Vous posez une question intéressante et je trouve admirable que vous ayez ce souci : d’autres, peut-être, auraient d’entrée de jeu imputé à leurs seuls troubles de santé ces pensées…
Le Catéchisme de l’Église dit que le péché « a été défini comme “une parole, un acte ou un désir contraires à la loi éternelle” », cf. Saint Augustin, Saint Thomas d’Aquin (CE 1849). Voilà un premier élément de réponse : vous parlez de pensées involontaires et que vous rejetez, le CE parle de parole, d’acte ou de désir. Distinction importante.

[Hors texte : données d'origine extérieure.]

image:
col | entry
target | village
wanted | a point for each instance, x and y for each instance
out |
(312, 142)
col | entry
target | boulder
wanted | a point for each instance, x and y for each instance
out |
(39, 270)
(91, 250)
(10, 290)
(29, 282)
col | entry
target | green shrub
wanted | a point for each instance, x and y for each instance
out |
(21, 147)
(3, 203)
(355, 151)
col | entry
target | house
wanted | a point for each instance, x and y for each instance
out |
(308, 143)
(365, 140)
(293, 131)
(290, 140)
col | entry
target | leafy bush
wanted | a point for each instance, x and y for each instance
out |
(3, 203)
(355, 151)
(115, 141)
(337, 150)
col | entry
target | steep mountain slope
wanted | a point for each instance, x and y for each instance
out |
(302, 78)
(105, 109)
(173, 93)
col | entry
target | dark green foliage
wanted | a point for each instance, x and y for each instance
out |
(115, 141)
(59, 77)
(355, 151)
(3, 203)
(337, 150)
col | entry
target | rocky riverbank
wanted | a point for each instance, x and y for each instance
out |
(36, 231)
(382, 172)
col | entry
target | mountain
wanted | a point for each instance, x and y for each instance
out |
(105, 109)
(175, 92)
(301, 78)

Autre élément, cette fois évoqué à propos du péché mortel : celui-ci « requiert pleine connaissance et entier consentement » (1859). Et à propos du consentement, le CE note aussi que « les impulsions de la sensibilité (…) peuvent réduire le caractère volontaire et libre de la faute, de même que des pressions extérieures ou des troubles pathologiques ». C’est important de mesurer ce jeu de la liberté.
Pour résumer, j’ai envie de vous dire ceci. Vous ne recherchez pas ces pensées, vous ne les maîtrisez pas et vous les rejetez : ce n’est certainement pas un péché délibéré. Si, en prenant conscience, vous vous y complaisiez, ce serait différent. Reste que ce genre de pensées, même tout à fait involontaire, est intrinsèquement mauvais, moi j’appelle ça la marque du péché originel. Peut-être pouvez-vous le reconnaître comme tel, sans tomber dans la culpabilisation ?

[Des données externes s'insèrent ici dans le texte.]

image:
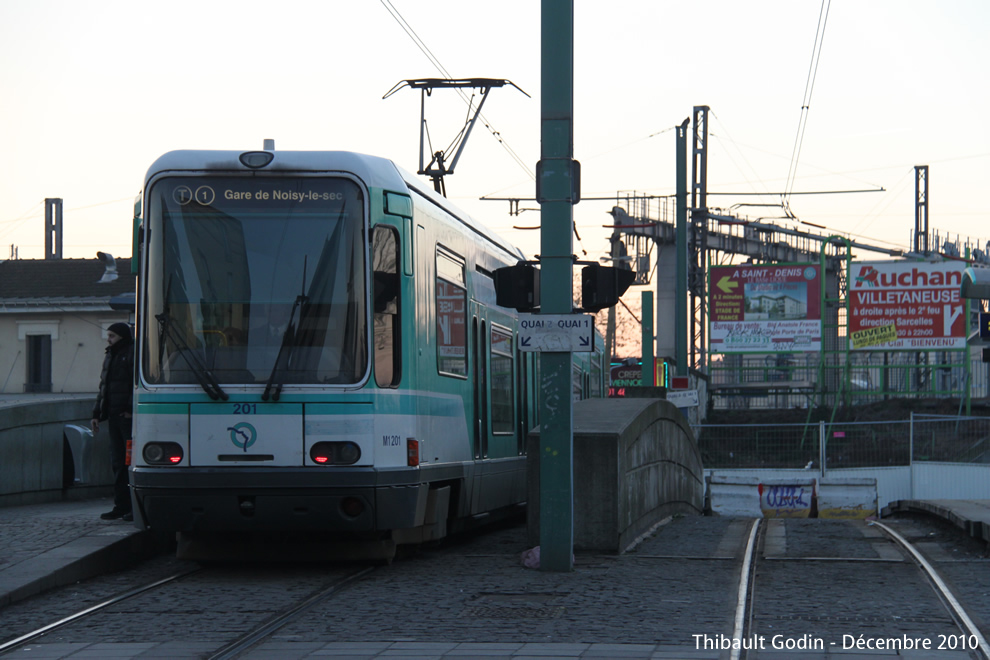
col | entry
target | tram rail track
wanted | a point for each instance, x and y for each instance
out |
(29, 637)
(748, 640)
(227, 651)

Je suis désolée, j’avais envie de vous faire une réponse chaleureuse, et je trouve tout ce discours très sec. Je crois que la maturité spirituelle, c’est justement d’être capable de reconnaître qu’en deçà des actes que nous posons plus ou moins délibérément, il y a en nous une espèce de connivence avec le mal, sur laquelle nous n’avons pas prise… et c’est là que nous devons nous confier à Dieu : c’est sa grâce qui nous sauve, même si de notre côté nous devons faire tout ce que nous pouvons pour ne pas pécher.